Target Revamps Stores For Customers Looking For Convenience And To Stay Awhile

Every year, retailers test concepts in their stores in order to meet consumers’ changing shopping habits: from using scan n’ go, no check out lines, or toying with the idea of no shopping carts. Target’s latest version of this revamp will focus on catering to customers who are in a rush and those who want to just get away for a bit. 

Target announced Tuesday its plan to redesign its next generation of stores. The concept — which will debut at a Houston store this fall — is aimed at helping customers traverse the giant store more easily, while also encouraging them to, you know, spend money.

CEO Brian Cornell first revealed the concept at a digital commerce conference in Las Vegas, the Minneapolis Star Tribune reports.

While the stores will look like a traditional Super Target from the outside, with two entrances, the inside will have a distinct look: stenciled floors, unique lighting, and wood-paneled walls and beams.

One entrance will be for customers in a rush, complete with an online order pickup counter close by and grab-and-go food and beverage displays near the exits. This section will also house the stores’ groceries and a new beer and wine section.

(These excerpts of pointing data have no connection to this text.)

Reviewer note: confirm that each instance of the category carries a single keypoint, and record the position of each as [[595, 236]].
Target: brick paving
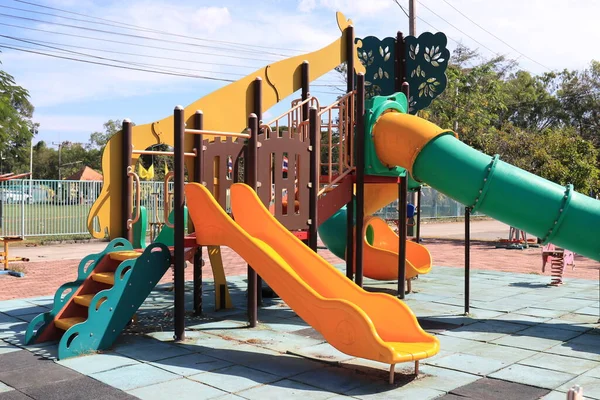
[[43, 278]]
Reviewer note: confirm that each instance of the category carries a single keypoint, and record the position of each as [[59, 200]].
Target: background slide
[[509, 194], [374, 326], [380, 243]]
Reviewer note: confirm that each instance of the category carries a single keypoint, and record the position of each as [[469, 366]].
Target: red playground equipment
[[559, 259]]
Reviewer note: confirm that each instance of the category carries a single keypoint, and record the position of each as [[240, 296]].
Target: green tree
[[16, 125]]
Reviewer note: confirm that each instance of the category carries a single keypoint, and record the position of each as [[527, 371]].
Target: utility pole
[[412, 17], [412, 31]]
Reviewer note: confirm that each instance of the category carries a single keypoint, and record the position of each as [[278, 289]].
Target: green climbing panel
[[110, 310], [66, 291]]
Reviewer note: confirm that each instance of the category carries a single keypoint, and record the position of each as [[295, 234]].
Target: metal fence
[[60, 208], [433, 205]]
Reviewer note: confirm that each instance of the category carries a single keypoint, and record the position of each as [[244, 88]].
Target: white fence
[[60, 208]]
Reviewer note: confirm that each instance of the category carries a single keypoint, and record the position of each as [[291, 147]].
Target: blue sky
[[73, 99]]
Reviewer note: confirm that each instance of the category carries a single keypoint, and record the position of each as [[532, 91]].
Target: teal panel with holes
[[426, 62], [167, 234], [66, 291], [139, 228], [110, 310]]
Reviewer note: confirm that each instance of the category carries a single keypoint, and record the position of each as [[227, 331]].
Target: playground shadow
[[285, 371]]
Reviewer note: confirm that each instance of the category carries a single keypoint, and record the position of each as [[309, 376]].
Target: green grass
[[45, 220]]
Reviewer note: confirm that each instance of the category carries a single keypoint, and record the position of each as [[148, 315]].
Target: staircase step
[[66, 323], [84, 299], [124, 255], [104, 277]]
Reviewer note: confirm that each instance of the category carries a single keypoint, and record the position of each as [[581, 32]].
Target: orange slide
[[374, 326], [380, 253]]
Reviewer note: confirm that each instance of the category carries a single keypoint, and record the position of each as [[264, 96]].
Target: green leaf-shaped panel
[[378, 58], [426, 63]]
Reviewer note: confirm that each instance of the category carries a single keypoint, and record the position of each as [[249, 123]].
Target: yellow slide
[[374, 326], [380, 252]]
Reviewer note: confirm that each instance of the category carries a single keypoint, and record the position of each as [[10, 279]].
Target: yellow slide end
[[400, 137], [380, 253], [374, 326]]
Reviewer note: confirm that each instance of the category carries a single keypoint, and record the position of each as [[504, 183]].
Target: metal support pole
[[467, 257], [126, 183], [251, 166], [350, 59], [305, 88], [350, 83], [398, 62], [198, 178], [179, 229], [258, 111], [402, 200], [313, 127], [360, 177], [418, 220], [412, 17]]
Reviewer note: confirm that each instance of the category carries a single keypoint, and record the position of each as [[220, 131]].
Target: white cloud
[[70, 123]]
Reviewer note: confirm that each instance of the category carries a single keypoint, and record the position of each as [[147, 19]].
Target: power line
[[458, 29], [129, 43], [429, 24], [125, 34], [237, 46], [136, 27], [402, 8], [129, 53], [161, 67], [490, 33], [114, 66]]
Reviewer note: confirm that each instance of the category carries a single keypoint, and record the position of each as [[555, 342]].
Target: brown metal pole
[[402, 200], [350, 83], [258, 111], [250, 172], [350, 77], [314, 128], [126, 183], [418, 219], [467, 258], [198, 178], [360, 177], [179, 229], [305, 88]]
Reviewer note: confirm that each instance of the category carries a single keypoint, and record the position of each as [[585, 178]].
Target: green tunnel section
[[509, 194], [333, 231]]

Despite shutting down its curbside pickup pilot program last summer, this side of the new Target store will feature dedicated parking spaces where employees can bring online orders out to customers’ cars.

The second entrance will contain merchandise displays meant to grab customers’ attention in the hopes they’ll make purchases. The store will also feature outdoor space for those times when guests are just wandering around the store avoiding their family.

A rendering of Target’s new curved aisles.

Additionally, the new Target stores will have curved, more circular center aisles that will feature merchandise displays to engage guests with compelling products.

“Expect lots of flexibility, open sight lines and discovery moments throughout the store,” Cornell said at the conference. “We’re going to take what we learn in Houston to help guide us as we customize and remodel hundreds and hundreds of stores over the next three years.”

Target says it expects to begin the remodel process at about 40 stores this fall, with 600 locations remodeled by the end of 2019.

The retailer’s redesign comes just a month after it announced it would step away from innovation and concentrate on its core businesses. This mean dropping its planned store of the future concept in Silicon Valley. That store was expected to rely on robots and other tech-savvy features.

Now, Cornell says the company’s store of the future needs to be a “hyperlocal, shoppable distribution center.”